IRS Postpones Transit Benefit Requirements

Technology hurdles are forcing the Internal Revenue Service to again delay the effective date of a revenue ruling that gave employers guidance on the use of smart cards, debit cards and credit cards to provide transportation fringe benefits to employees.

The effective date of Revenue Ruling 2006-57, which was issued Nov. 20, 2006, was originally set for Jan. 1, 2008. In 2007, however, the Treasury Department and the IRS learned that some transit systems needed extra time to modify their technology and make it compatible with the requirements for vouchers described in the revenue ruling.

One provision in the revenue ruling had stated, "A voucher or similar item is readily available for direct distribution by an employer to employees if and only if the employer can obtain it from a voucher provider that does not impose fare media charges greater than 1 percent of the average annual value of the voucher for a transit system, and does not impose other restrictions causing the voucher not to be considered readily available."

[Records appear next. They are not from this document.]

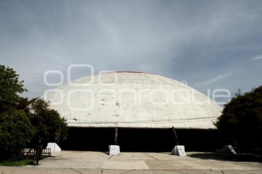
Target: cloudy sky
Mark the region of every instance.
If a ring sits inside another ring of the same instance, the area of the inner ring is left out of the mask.
[[[262,1],[0,0],[0,64],[25,81],[23,96],[72,64],[248,91],[262,85]]]

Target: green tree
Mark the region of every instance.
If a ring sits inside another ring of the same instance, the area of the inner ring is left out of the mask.
[[[19,98],[18,93],[27,91],[19,76],[12,68],[0,65],[0,113],[15,105]]]
[[[57,111],[50,109],[49,105],[49,102],[39,98],[30,106],[29,116],[35,129],[35,144],[39,140],[45,143],[66,138],[68,128],[66,120]]]
[[[236,140],[241,148],[261,147],[262,86],[243,94],[239,90],[225,105],[216,125],[228,139]]]
[[[19,159],[33,133],[34,128],[23,110],[0,114],[0,160]]]

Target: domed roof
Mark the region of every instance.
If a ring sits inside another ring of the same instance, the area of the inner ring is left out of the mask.
[[[222,108],[177,81],[144,73],[106,73],[47,90],[70,126],[215,129]]]

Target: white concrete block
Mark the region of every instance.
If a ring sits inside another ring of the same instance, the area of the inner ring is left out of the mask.
[[[175,146],[173,148],[171,152],[171,155],[179,155],[179,156],[186,156],[186,152],[185,151],[184,146]]]
[[[109,155],[118,155],[120,154],[120,148],[119,146],[111,145],[109,146],[108,148]]]
[[[48,143],[46,147],[47,148],[51,149],[51,152],[61,151],[61,148],[55,143]]]
[[[231,145],[226,145],[218,150],[219,152],[235,154],[235,151]]]

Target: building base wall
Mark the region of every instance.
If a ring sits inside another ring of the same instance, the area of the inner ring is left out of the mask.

Last October, the IRS delayed the effective date until Jan. 1, 2009. Now, with transit systems still experiencing technology hurdles, the effective date has been postponed for another year, according to Notice 2008-74: "Certain transit systems continue to experience technology barriers to achieving compatibility with the requirements for vouchers. Therefore, the ruling's effective date is further delayed until Jan. 1, 2010. Nevertheless, employers and employees may rely on Revenue Ruling 2006-57 with respect to transactions occurring prior to Jan. 1, 2010." An IRS spokesman declined to elaborate on the exact technology barriers that the transit systems were encountering.